I would hold grudges for decades, people didn’t even realize that I had a grudge against them. So it was basically eating me up because I’m like no, I don’t like them, and I would think about them at night and and be like, you know, I’m going to get them back somehow. Whereas, they’re just living their life, they’re not even thinking about me.
So I wasted years by wanting to seek revenge and get people back, and I created a hard shell because I was highly sensitive and I didn’t want to get hurt.
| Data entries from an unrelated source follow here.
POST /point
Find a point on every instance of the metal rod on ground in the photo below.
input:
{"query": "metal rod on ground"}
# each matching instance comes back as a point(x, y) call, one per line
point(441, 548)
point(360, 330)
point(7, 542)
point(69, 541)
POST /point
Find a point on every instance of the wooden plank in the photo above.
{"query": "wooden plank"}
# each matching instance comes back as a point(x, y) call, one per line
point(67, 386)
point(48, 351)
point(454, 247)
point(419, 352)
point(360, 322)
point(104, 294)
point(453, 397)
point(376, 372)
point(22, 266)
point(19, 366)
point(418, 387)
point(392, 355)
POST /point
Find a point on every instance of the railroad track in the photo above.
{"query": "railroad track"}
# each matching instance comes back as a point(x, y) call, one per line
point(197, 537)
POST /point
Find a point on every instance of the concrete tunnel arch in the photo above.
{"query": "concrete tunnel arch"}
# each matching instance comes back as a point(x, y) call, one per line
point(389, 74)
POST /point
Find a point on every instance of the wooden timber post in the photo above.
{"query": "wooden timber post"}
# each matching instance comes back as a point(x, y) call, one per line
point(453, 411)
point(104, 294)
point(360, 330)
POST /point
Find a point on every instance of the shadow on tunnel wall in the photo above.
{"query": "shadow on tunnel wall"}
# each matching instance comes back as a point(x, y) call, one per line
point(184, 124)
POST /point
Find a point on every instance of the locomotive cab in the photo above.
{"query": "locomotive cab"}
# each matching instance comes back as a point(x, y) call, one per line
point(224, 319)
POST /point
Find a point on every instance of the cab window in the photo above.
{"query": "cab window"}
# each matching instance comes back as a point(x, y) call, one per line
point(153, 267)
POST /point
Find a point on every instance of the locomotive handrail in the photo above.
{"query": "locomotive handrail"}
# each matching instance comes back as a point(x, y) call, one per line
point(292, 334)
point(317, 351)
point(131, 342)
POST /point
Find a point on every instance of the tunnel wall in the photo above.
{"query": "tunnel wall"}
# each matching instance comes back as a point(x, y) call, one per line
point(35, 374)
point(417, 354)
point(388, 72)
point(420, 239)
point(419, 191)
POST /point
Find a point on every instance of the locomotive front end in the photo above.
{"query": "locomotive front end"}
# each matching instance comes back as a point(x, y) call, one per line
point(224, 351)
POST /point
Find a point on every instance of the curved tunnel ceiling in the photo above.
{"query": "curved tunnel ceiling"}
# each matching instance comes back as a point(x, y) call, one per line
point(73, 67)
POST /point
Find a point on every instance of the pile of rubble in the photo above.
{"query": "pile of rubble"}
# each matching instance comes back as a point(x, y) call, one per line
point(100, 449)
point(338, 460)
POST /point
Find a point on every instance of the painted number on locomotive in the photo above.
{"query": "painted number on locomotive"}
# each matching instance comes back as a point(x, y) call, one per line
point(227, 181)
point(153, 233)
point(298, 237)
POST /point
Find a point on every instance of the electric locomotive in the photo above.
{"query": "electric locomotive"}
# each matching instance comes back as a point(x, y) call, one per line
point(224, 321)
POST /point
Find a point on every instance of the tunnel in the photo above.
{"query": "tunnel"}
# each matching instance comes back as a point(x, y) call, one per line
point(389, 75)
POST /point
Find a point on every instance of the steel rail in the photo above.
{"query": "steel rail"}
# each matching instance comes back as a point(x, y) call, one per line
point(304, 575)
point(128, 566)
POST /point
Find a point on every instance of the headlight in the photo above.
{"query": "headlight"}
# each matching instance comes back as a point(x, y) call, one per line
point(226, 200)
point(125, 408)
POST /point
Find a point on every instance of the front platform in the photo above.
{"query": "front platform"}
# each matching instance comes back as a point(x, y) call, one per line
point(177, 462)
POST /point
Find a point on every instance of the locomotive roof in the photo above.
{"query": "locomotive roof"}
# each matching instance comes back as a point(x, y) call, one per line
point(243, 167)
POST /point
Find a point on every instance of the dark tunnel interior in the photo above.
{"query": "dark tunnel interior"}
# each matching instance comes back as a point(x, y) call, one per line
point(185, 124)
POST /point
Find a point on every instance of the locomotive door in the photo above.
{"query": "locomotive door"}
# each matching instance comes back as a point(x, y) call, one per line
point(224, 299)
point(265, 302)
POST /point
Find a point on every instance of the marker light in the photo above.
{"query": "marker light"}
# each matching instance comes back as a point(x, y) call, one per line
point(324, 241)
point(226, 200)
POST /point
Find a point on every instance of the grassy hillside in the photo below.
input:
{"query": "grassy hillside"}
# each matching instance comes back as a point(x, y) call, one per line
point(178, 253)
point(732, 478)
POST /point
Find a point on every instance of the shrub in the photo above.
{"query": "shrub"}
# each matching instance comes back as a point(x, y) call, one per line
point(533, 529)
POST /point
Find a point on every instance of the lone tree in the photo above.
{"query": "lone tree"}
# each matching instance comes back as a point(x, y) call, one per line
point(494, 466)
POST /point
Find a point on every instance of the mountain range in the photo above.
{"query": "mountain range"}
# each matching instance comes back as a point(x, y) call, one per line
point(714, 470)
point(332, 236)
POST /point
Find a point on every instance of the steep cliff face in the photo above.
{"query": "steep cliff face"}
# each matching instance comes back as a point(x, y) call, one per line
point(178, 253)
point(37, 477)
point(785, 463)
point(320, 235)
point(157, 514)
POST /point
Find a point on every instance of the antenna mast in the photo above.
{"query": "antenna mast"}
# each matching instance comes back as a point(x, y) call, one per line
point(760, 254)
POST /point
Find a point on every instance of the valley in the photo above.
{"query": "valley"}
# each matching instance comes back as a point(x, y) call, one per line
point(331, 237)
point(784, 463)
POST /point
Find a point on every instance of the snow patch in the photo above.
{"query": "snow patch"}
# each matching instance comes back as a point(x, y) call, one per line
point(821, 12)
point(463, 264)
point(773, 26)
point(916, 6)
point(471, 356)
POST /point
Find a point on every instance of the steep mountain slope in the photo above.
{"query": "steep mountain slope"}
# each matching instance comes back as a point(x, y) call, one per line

I know I’m jumping all over the place with the timelines, but it’s just flowing so I just go with it, but I hope you understand what I’m talking about.
I think you can outgrow a lot of these traits, so if you’re in your early 20s and you’re watching/reading this and you’re like yeah I just cannot get a girlfriend, I wouldn’t worry because I think you can outgrow a lot of these growing pains that Asperger’s brings.
I feel like I’m more articulate than ever. I feel like I am a respectable citizen, and part of the community, but I still have social anxiety. So I stopped all the stuff that was causing social anxiety, there was a lot of guilt and shame in my life created by, you know, first my dad spanking me really hard, I had a lot of shame.
And then, you know, drinking and drugging created a lot of shame and girls dissing me created a lot of shame. My whole life has been shame and guilt, but I can reduce that by not doing stupid things.
I’ve been sober for 13 years. I’m proud of that. I’m still fapping once in a while, and that’s holding me back from being completely confident because you know I’m 48 years old I shouldn’t be playing with myself like a boy.
I read an article that men who do choose to fap past their 20s will do it until their 60s and I don’t want to be a statistic. I want to diet again, and just get my life back in order, because I want to be the best person I can be.
I’m way better than I was in the 20s. I’m 48 and I’m doing good. And so don’t be too hard on yourself you can outgrow all these awkward growing pains.
Pretty much after the older woman, I did date some other women that were a little bit older than me, but eventually I did get a couple girlfriends that were really cute, and they were younger than me, and I was proud to be with them.
But I basically had to get sober, to get the high quality girls. When I was drunk and younger, I still had lots of self esteem issues and had a lot of rage, but I eventually made amends with my parents and got that worked out.